I finally found a way to get images for a bunch of keywords where the resulting images don't necessarily have to contain every single keyword as long as I get some images, but I am not sure I took the best options of API parameters to get the most results, but still relevant.
For example, for the keywords "apples, granny, smith" I would like a lot of images with green shiny apples and possible other apples
My relevant parameters are as follows (using https://commons.wikimedia.org/w/api.php):
&query &generator=search &gsrsearch=File:[keywords] &prop=pageimages
But there are so many other options possible and testing all their combinations would mean 1000 tests more or less. So I hope someone has more in-depth knowledge.
Example of other options which can be combined in many ways:
- [keywords] with pipe or spaces: "Apples granny smith" or "Apples|granny|smith"

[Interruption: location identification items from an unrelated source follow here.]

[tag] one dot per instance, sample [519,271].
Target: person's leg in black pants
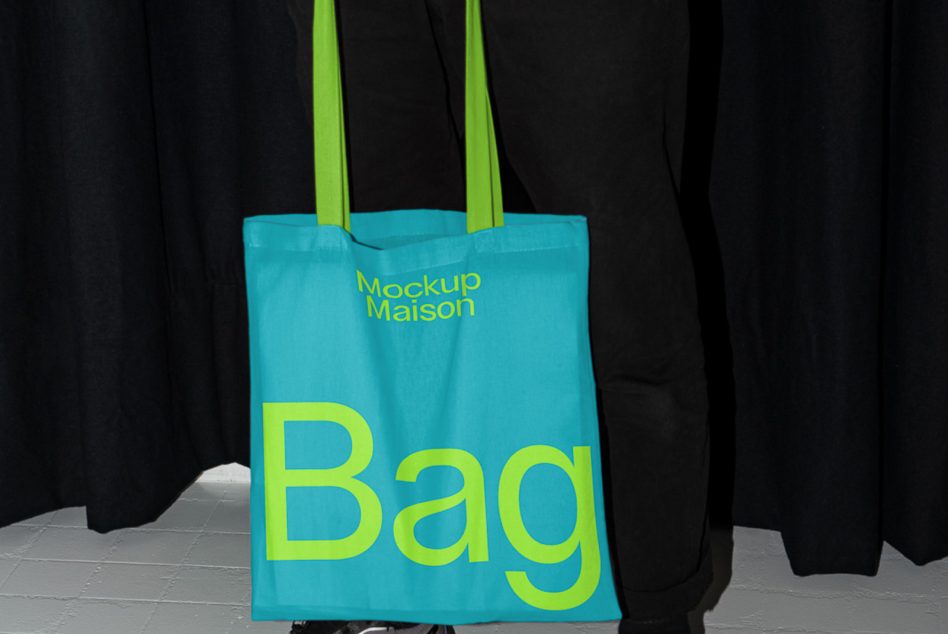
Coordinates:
[590,107]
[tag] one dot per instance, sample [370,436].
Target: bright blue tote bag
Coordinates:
[424,430]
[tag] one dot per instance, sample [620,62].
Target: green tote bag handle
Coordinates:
[484,202]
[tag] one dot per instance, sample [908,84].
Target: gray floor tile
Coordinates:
[98,617]
[152,547]
[144,582]
[6,567]
[178,618]
[188,515]
[245,625]
[230,516]
[39,520]
[220,549]
[206,491]
[15,539]
[210,585]
[62,579]
[75,544]
[22,614]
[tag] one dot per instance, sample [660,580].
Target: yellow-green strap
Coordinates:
[329,130]
[484,201]
[485,206]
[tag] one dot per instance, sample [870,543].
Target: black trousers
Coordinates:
[590,107]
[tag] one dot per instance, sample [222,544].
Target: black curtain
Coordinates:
[134,136]
[830,196]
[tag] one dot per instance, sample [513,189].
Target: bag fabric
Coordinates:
[424,441]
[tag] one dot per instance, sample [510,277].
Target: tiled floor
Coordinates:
[188,573]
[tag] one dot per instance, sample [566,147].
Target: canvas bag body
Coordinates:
[423,419]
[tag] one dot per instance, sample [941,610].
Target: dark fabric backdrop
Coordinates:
[830,196]
[823,269]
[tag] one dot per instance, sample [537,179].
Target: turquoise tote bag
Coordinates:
[424,431]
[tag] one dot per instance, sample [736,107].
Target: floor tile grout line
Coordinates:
[68,611]
[174,575]
[132,563]
[21,551]
[113,600]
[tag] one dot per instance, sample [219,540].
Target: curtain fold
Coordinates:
[830,196]
[136,136]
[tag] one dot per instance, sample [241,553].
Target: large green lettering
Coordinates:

or other possibility combining keywords? - Different generators or query:
- &generator=images &redirects=1 &titles=[keywords] (is titles the only option here?)
- &action=opensearch &search=[keywords]
- &generator=search
- .. ? ..
- Different props (1)
- &prop=pageimages
- &prop=images
- &prop=imageinfo
- .. ? ..
- Different kind of searches
- &(gsr)search=File:[keywords]
- &(gsr)search=[keywords]&(gsr)namespace=6
- $titles=[keywords] (2)
- $titles=File:[keywords] (2)
I know NOT ALL combinations make sense, but still too much to test
(1) Also if somehow other props besides images make sense, I can get the image via the algorithm, no problem
(2) Also 4.3 and 4.4 is not really a search but maybe it could be with wildcards or regex? I didn't understand that when I encountered it somewhere on the api docs or web search.
Preferably I would not like to have pdfs or thumbs from pdf as a results, but if that's not possible with the best combination here, I can filter it in php.